The contract signed by the Vegas Golden Knights and their top line center William Karlsson is like all great deals in that it works for both sides.
Karlsson will earn an average annual value of $5.9 million for the next eight years totaling $47.2 million. That's a lot of money for a 26-year-old and will provide Karlsson with financial security.
Vegas gets a top tier center who drives offense and is responsible in his own zone. The Golden Knights also get cost certainty for a reasonable price at one of the most important positions on the ice.
In two seasons with the Golden Knights, Karlsson has totaled 67 goals and 134 points. He's been among the team's most important and effective players. Signing him was a must for management but with a handful of large contracts coming on stream this season, the price had to work within the restraints of the salary cap. Karlsson's cap hit last season was $5.25 million so retaining him for the next eight seasons with only an increase of $875,000 against the cap is a positive for a team brushing against the top of the allowed salary expenditure.
As the salary cap rises, Karlsson's percentage of that number will shrink making it quite likely that his contract will provide value for its entirety.
Karlsson is one of the smoothest skaters in the NHL and a drop off in his game shouldn't be expected for some time. When his game eventually begins to change, he has the ability to move down in the lineup and still contribute. As the salary cap rises, Karlsson's percentage of that number will shrink making it quite likely that his contract will provide value for its entirety.
Long term contracts are always a bit of a gamble for both team and player. Two sides do their best to find a middle ground and then hope the player performs at or above the level of the contract's cash value.
This is a contract which will certainly begin this way and Karlsson is the type of player who could carry value through the conclusion of the term.
Signing an eight-year deal represents how much Karlsson wanted to remain in Vegas and there a variety of reasons for this.Financially, the lack of state income tax in Nevada is a winner for players. Karlsson will take home close to $1 million more in Vegas than he would in a number of other NHL markets. That's almost $8 million over the course of the deal.
The weather, ease of life in Vegas and the attractions of playing in the entertainment capital of the world are also key factors for players.In a poll conducted by the NHLPA this season, T-Mobile Arena was voted the as the rink with the best atmosphere in the NHL. The quality of ice was also ranked in the top five in the same survey.
The Athletic conducted a survey of NHL players and VGK head coach Gerard Gallant tied with Tampa bench boss Jon Cooper as the coach most players in the NHL would want to play under.
The Golden Knights have established themselves as a repeat playoff team, built a culture players thrive under and created an atmosphere where players and their families can live a comfortable lifestyle.
Paul Stastny was among the most sought after free agents last summer and he chose Vegas. Mark Stone was the clear cut top No. 1 player available at the trade deadline this season and the Golden Knights were his top destination and ultimate choice.More and more, it's becoming evident the Golden Knight are among the top destinations in the NHL for players. No one wants to leave and everyone wants to come.
Vegas now has a slew of centers under contract and in the system. Karlsson, Paul Stastny, Cody Eakin, Erik Haula and Pierre-Edouard Bellemare (a pending UFA on July 1) at the NHL level. Cody Glass made huge strides in the AHL during the Calder Cup playoffs and might be ready for the NHL as well. The Golden Knights drafted Peyton Krebs on the weekend and he draws comparisons to NHL centers such as Ryan O'Reilly and Claude Giroux.
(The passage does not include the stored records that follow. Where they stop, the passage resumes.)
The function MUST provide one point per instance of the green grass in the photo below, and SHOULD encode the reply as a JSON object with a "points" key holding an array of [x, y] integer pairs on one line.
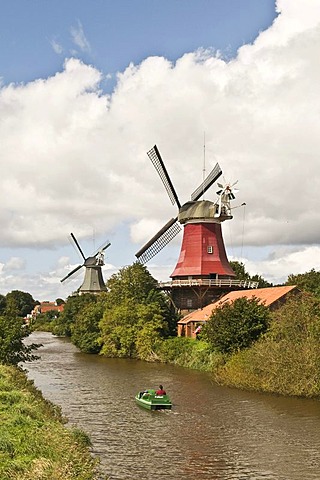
{"points": [[34, 443]]}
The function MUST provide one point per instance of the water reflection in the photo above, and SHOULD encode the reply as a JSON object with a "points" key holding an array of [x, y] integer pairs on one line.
{"points": [[211, 432]]}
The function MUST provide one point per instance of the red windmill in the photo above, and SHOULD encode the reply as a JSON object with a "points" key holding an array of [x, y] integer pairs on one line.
{"points": [[202, 272]]}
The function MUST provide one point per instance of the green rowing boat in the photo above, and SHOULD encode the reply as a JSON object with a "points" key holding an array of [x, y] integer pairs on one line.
{"points": [[150, 400]]}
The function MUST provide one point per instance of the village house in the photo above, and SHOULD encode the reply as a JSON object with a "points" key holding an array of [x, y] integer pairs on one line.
{"points": [[271, 297]]}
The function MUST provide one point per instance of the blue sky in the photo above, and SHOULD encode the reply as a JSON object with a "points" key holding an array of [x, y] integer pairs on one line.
{"points": [[115, 33], [87, 88]]}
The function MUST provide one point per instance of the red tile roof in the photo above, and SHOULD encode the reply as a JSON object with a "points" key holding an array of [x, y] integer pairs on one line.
{"points": [[268, 296]]}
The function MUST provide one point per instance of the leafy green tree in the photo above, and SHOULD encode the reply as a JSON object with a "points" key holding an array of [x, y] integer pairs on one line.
{"points": [[131, 282], [135, 283], [23, 301], [236, 325], [242, 274], [60, 301], [85, 330], [74, 306], [308, 282], [2, 304], [12, 333], [132, 330]]}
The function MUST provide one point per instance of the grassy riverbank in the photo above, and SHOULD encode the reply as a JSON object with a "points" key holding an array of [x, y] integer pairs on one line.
{"points": [[34, 443]]}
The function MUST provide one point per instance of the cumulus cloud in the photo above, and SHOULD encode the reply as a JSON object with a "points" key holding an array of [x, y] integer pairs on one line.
{"points": [[14, 263], [75, 158], [57, 47], [79, 38]]}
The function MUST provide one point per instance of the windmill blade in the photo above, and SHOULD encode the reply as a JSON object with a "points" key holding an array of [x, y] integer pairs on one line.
{"points": [[106, 246], [71, 273], [211, 178], [102, 248], [158, 164], [159, 241], [76, 242]]}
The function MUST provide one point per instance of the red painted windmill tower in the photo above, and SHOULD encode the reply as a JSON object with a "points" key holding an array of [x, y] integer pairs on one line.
{"points": [[202, 272]]}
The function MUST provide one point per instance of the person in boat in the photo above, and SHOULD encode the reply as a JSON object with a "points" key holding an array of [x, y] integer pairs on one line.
{"points": [[161, 391], [144, 394]]}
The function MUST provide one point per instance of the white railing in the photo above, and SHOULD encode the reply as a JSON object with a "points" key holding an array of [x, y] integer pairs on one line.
{"points": [[219, 282]]}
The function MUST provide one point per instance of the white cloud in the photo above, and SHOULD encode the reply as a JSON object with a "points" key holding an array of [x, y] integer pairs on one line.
{"points": [[14, 263], [79, 38], [276, 267], [75, 158], [56, 46]]}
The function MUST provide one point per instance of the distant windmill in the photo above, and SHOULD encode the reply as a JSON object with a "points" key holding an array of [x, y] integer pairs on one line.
{"points": [[202, 256], [93, 280]]}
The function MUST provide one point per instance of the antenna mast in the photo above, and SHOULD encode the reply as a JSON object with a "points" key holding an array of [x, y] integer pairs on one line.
{"points": [[204, 162]]}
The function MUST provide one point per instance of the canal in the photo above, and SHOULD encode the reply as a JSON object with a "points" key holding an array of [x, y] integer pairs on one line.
{"points": [[211, 433]]}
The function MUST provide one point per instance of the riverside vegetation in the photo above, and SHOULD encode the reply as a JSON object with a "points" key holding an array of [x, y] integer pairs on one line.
{"points": [[242, 345], [34, 442]]}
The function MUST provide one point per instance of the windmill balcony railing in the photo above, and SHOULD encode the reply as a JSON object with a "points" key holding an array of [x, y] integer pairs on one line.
{"points": [[206, 282]]}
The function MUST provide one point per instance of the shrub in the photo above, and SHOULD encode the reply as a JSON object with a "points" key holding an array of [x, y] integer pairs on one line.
{"points": [[235, 326]]}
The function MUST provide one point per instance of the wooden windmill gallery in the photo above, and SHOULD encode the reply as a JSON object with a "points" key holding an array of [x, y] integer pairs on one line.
{"points": [[202, 273]]}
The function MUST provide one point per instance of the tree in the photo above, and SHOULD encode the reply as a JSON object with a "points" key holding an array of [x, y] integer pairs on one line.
{"points": [[131, 282], [74, 306], [12, 333], [60, 301], [2, 304], [309, 281], [85, 332], [237, 325], [23, 301], [132, 330]]}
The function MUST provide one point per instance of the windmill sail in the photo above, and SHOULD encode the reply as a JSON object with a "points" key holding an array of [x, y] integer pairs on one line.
{"points": [[211, 178], [158, 164], [93, 281], [172, 228], [159, 241]]}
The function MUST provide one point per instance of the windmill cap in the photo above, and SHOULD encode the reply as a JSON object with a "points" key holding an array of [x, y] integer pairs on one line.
{"points": [[201, 210]]}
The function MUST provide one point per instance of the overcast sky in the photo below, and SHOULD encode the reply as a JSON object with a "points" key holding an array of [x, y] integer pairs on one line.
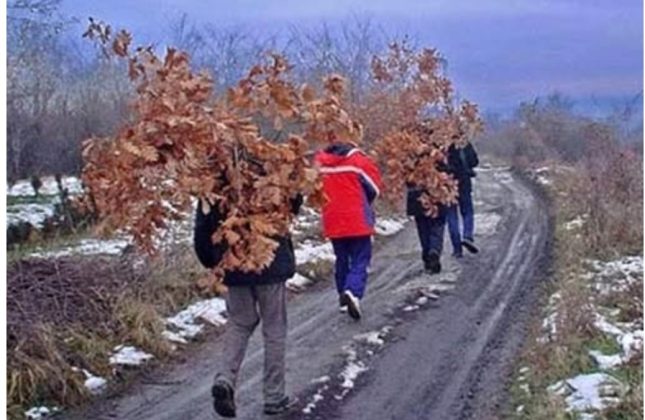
{"points": [[499, 52]]}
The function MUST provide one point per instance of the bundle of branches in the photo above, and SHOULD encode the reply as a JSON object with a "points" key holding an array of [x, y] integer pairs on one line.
{"points": [[184, 143], [413, 122]]}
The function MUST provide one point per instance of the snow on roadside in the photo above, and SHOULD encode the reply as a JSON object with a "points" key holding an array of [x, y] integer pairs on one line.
{"points": [[389, 226], [486, 223], [185, 324], [86, 247], [33, 213], [310, 251], [95, 384], [353, 368], [575, 223], [49, 187], [298, 282], [129, 356], [591, 392], [319, 395], [42, 412], [606, 362], [614, 276]]}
Teams try to build down the middle from the goalie out. Vegas has one of the NHL's top netminders in Marc-Andre Fleury and a defense core featuring Nate Schmidt and Shea Theodore.
With the signing of Karlsson and the development of Glass, the Golden Knights are growing increasingly rich at center ice, as well.
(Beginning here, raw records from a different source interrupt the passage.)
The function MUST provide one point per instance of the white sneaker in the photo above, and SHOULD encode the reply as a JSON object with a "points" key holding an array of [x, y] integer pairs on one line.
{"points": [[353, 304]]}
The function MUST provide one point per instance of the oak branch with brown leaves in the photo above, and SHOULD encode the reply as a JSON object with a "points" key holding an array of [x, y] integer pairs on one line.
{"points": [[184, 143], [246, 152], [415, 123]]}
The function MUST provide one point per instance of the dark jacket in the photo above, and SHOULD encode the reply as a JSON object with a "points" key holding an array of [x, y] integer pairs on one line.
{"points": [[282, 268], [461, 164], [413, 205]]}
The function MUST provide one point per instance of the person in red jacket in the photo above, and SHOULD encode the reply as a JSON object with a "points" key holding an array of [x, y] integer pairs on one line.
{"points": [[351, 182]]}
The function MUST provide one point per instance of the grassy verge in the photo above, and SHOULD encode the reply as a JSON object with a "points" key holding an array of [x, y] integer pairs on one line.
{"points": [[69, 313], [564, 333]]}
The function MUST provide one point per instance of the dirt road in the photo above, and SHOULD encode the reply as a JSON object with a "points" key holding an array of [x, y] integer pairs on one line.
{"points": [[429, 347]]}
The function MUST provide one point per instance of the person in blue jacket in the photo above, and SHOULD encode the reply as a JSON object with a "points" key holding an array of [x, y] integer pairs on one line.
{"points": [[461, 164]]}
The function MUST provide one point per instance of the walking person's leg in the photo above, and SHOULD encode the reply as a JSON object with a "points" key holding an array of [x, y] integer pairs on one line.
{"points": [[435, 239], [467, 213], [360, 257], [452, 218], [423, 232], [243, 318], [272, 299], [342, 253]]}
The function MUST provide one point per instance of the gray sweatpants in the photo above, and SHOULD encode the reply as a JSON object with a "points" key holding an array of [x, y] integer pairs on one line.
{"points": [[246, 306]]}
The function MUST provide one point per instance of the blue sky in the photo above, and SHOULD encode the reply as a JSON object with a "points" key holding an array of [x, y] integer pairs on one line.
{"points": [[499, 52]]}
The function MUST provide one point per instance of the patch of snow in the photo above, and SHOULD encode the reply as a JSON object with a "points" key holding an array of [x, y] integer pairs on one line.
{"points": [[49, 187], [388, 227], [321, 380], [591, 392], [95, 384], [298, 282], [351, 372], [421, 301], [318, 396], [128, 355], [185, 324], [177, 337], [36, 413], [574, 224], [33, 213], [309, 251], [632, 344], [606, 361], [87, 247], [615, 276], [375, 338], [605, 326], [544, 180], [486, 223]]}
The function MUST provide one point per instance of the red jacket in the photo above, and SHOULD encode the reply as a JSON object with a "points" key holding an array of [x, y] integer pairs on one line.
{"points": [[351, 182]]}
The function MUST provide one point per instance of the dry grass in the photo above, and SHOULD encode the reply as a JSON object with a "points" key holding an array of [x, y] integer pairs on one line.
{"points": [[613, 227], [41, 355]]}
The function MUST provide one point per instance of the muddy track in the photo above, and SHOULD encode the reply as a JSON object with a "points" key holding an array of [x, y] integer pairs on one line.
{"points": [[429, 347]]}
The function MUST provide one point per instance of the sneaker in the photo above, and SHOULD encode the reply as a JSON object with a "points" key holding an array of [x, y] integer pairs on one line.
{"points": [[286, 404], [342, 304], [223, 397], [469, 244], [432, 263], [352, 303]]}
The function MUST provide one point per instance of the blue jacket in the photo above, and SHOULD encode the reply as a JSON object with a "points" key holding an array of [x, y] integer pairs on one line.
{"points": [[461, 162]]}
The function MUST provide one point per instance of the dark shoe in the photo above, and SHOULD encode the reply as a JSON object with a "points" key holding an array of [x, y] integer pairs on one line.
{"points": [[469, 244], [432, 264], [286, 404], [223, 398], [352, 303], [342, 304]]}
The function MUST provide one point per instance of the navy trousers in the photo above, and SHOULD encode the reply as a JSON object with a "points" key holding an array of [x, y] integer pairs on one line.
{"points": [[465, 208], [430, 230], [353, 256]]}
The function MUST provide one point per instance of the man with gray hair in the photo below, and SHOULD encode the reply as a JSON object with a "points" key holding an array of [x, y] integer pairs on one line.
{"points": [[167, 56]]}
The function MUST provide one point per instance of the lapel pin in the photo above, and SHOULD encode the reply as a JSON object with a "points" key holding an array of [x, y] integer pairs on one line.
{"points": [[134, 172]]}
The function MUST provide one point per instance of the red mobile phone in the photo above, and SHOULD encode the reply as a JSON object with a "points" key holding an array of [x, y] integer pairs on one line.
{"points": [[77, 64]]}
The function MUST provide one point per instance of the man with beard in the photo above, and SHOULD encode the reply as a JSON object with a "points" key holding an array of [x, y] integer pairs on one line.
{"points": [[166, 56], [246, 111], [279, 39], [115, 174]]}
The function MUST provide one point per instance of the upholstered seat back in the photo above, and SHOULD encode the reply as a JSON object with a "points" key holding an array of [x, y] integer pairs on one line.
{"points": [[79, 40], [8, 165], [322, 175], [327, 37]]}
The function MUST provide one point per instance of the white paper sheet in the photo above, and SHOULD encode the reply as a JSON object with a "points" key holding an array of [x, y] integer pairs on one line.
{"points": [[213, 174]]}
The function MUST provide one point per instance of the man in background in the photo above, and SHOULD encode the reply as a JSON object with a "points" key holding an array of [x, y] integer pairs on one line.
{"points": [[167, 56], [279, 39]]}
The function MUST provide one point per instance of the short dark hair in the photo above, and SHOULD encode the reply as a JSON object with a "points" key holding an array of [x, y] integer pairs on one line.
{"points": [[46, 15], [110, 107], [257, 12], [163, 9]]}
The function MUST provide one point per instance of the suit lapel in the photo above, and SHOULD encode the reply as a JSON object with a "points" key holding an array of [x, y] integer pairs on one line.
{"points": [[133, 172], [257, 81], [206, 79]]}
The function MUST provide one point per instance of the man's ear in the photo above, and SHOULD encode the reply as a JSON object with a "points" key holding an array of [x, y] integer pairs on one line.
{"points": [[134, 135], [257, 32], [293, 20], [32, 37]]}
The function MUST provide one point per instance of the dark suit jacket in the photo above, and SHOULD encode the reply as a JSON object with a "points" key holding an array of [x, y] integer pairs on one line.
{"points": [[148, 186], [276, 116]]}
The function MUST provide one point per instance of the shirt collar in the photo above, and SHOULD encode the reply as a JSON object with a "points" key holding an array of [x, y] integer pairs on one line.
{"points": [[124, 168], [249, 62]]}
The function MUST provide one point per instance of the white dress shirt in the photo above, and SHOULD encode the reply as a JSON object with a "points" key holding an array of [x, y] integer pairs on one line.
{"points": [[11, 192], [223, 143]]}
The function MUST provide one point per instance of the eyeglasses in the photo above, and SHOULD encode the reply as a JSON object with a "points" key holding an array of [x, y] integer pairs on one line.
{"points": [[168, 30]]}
Signing Karlsson also gives Vegas a plethora of young players who are locked up for five years or more. Mark Stone, Jonathan Marchessault, Karlsson, Shea Theodore, Nate Schmidt and Alex Tuch now form a core of Golden Knights who will be with the club well into the future and all with a cap hit under $6 million.
The Golden Knights, in no small part due to the signing of Karlsson remain a contender. And will be so for many years into the future.